# DVD-ROM problem !!!!



## ndnchico

I have an MSI dvd-rom drive and the sound used to work perfectly until recently. Now when I try watching a movie, the sound is all broken up. The wierd thing is that when i rip a movie with my dvd ripper, the sound comes out perfectly in the ripped file. I ran a test to see my buffer size and it said 512 KB. Im not sure if thats good or bad. I have tried reinstalling my dvd-rom driver and even tried 2 different audio drivers. When i am playing a movie, all the sounds from my computer are actually broken up. Like i was talking to someone on AIM while watching a dvd and the AIM sounds were also broken up. When i stopped the dvd, the AIM sounds were normal again. I don't know what to do!!


----------



## Praetor

I suspect that the transfers rate of the drive arent high enough to be able to process both video and audio or some other type of performance drain somewhere. You'll want to make sure your DVD drive is working in DMA mode:

To ensure your drives are operating in DMA mode: *(1)* Control Panel, *(2)* System, *(3)* Goto the Hardware Tab, *(4)* Device Manager, *(5)* IDE ATA/ATAPI Controllers, *(6)* Right Click on Primary IDE Channel --> Properties, *(7)* Goto the Advanced Settings Tab, Make sure both drop down boxes say 'DMA if Available', Click OK,*(8)* Right Click on Seconady IDE Channel --> Properties, *(9)* Goto the Advanced Settings Tab, Make sure both drop down boxes say 'DMA if Available', Click OK, *(10)* Reboot.

- If that doesnt do the trick, what are your system specs?
- Also, look at the Sound settings and under the Audio Tab --> Advanced (Playback) --> Performance ... make sure hardware acceleration is set to full and the sample rate is set to max


----------



## ndnchico

Both of my IDE channels were set for "DMA if available" and my sound settings also were set for full for the hardware acceleration and the sample rate. I have an audioi cable connecting my dvd-rom drive to the mobo as well, I have the same problem if I remove the cable. It's still broken up, no worse, no better. My specs are as follows:

mobo: MSI K7N2-DELTA
processer: AMD 2400 (XP)
ram: kingston 512 mbs ddr sdram 
hd: Western digital 80 gb
video: ATI radeon 9000
sound: mobo integrated 5.1 
power: Antec 430v


----------



## Praetor

> I ran a test to see my buffer size and it said 512 KB.


That's standard.



> When I am playing a movie, all the sounds from my computer are actually broken up. Like I was talking to someone on AIM while watching a dvd and the AIM sounds were also broken up. When I stopped the dvd, the AIM sounds were normal again.

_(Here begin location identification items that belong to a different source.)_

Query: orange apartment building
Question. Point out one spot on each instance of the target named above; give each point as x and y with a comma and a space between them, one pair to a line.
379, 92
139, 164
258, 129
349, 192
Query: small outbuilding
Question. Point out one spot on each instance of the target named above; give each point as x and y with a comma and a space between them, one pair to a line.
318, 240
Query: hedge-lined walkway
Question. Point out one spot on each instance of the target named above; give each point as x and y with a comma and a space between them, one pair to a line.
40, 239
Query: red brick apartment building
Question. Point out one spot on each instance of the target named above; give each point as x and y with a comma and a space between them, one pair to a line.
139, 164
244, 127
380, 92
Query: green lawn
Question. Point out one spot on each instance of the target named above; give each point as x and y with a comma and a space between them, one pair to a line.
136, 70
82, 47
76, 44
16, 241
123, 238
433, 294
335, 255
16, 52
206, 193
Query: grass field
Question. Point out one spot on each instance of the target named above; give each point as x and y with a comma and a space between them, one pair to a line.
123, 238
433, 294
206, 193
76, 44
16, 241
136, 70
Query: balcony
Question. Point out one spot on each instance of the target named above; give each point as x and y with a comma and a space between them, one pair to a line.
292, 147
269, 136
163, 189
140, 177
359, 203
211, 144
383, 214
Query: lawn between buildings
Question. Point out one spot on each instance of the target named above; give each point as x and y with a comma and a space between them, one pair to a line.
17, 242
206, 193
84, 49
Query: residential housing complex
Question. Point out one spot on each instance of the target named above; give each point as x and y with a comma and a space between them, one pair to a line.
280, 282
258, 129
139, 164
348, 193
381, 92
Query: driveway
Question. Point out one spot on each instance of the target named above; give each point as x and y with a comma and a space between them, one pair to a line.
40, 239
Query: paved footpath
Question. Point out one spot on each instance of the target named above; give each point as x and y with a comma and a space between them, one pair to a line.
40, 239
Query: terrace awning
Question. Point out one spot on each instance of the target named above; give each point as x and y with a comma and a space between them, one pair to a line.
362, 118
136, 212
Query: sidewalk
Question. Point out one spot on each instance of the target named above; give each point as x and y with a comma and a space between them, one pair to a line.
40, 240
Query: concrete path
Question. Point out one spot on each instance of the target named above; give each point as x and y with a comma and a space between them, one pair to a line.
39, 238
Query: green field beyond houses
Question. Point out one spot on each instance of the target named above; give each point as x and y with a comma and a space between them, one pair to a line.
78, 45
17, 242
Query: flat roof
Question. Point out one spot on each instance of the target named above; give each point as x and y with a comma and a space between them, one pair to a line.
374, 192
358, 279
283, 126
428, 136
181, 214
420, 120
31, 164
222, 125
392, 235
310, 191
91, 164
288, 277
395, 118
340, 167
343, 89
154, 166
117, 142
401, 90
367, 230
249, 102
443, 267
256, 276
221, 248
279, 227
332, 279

Slightly confused: so is the sound OK when you just watch the movie and do nothing else in the background?


----------



## ndnchico

when i am not playing a dvd, all the sounds on my system work. By the way, I have a 4.1 sytem and I have set the dvd program for 4.1 audio. When I am playing a dvd, the dvd sounds along with any other windows sounds are broken up. Like I said earlier, I am using integrated 5.1 sound on my mobo.


----------



## Praetor

Ok... so you do NOT have this problem if you are just playing MP3s or watching a movie off your harddrive? .. if thatis the case then I would imagine somethin about yor system performance isnt calibrated correctly ... like i know DVD playback is processor intensive but that's something you might want to look into... seeems like you're encountering "skipping CD"-syndrom applied to DVDs


----------



## ndnchico

would getting a new sound card instead of using my integrated 5.1 make any difference?


----------



## Praetor

There was another thread similar to this somewhere (i post so much i dont know where it is anymore) but have a look into disabling any latent voicechat featrues in AIM before you consider a soundcard update


----------



## kimsland

lyc70 said:


> check your Sound device drive, probably problem occurs there.


Um _albutostarfish_ just decided to bump this thread (and a few more I might add) Which is now *5 Years Old*

I don't think the member will be checking their "sound device", unless you want them to go to the scrap metal shop 

I sent a message to Mods here on this _bumping_ issue, and hope they remove the recent posts by _albutostarfish_
But by the way, what were you thinking by doing this? Or was it some type of joke or something? These type of reviving extremely old outdated threads with silly posts don't show a good member in my view.

Here's a hint. STOP IT


----------